There once was a sailboat named Belle
Who looks like she's gone through some hell
Met her on my walk.
How I wish she could talk.
Imagine the stories she'd tell.
North Carolina's Cape Hatteras region is infamous as a ship's graveyard, and poor Belle is the latest casualty. Based on the north shore of Long Island, this gal is a long way from home. I found her on a remote stretch of beach a couple miles north of the Pea Island National Wildlife Refuge visitor center
and a couple miles south of the old Coast Guard station house at Oregon Inlet.
I only hiked a bit over seven miles today, all on the beach. Logistics, in the form of available access points, demanded that I either do a very long day or this short one. It seems the triple towns of Rodanthe, Waves and Salvo provide no public beach access with available parking. I opted for the shorter day because although the weather looks delightful in the photos it was biting cold walking the beach--temperature in the 30's with a north wind of 20 to 25 miles per hour. I found I needed to use my mountaineering winter down parka and I even donned my ski goggles to keep sand, sea spray and biting dry air from wreaking havoc on my eyes as I slogged into that headwind.

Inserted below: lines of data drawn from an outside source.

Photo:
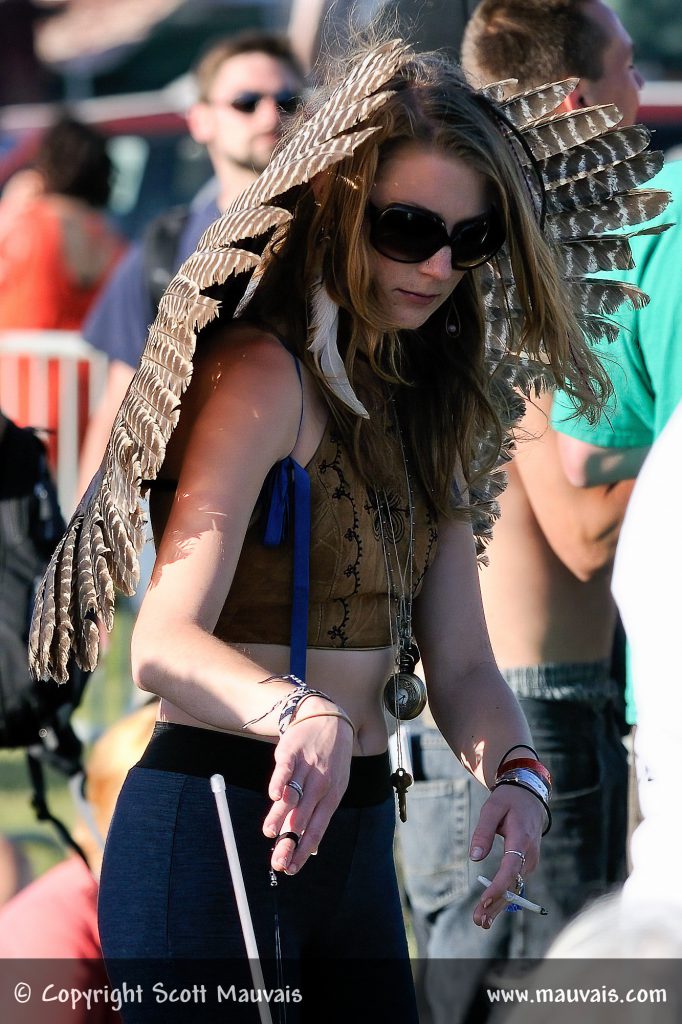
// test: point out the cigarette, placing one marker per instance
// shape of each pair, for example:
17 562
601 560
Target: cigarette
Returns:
513 898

Seven miles of that was enough.
Included in those seven miles was a section of NC 12 where Hurricane Irene (2011) had nearly cut Pea Island in half. There's a new high tide wash that stretches from the ocean to the sound. Here's how it looked on August 28, 2011:
|Areal view of one of two new 'inlets'. Photo by Jim R. Bounds / AP|
In the above photo you can see a paved parking area at far left. That's the south end of today's hike. Here's how the wash-out looked to me from the beach today:
This section of highway has been problematic for years. Further north I ran into a section of former highway that was now breaking up and littering the beach. Very likely I drove that version of NC 12 back in the '70's when I first visited this area.
Yet another storm recently breached the North Pond dike at Pea Island National Wildlife Refuge. I mention this because, subject to confirmation from the Mountains-to-Sea Trail people, the four mile loop walk around the North Pond, starting at the visitor center shown in the photo above and ending at a kiosk 1.65 miles further north, may (when it is open again) be the official MST route. Since that loop is closed while they make repairs, I didn't need confirmation of the correct route to take. The beach was my only option today.
So at the end of seven miles of hiking this stormy coast I had had enough. The plus side of the strong wind was the bicycle rides I had to make. I did all my walking into the wind and then made the return trips downwind. It was almost like sailing. And fortunately my voyage had a little better ending than poor Belle's.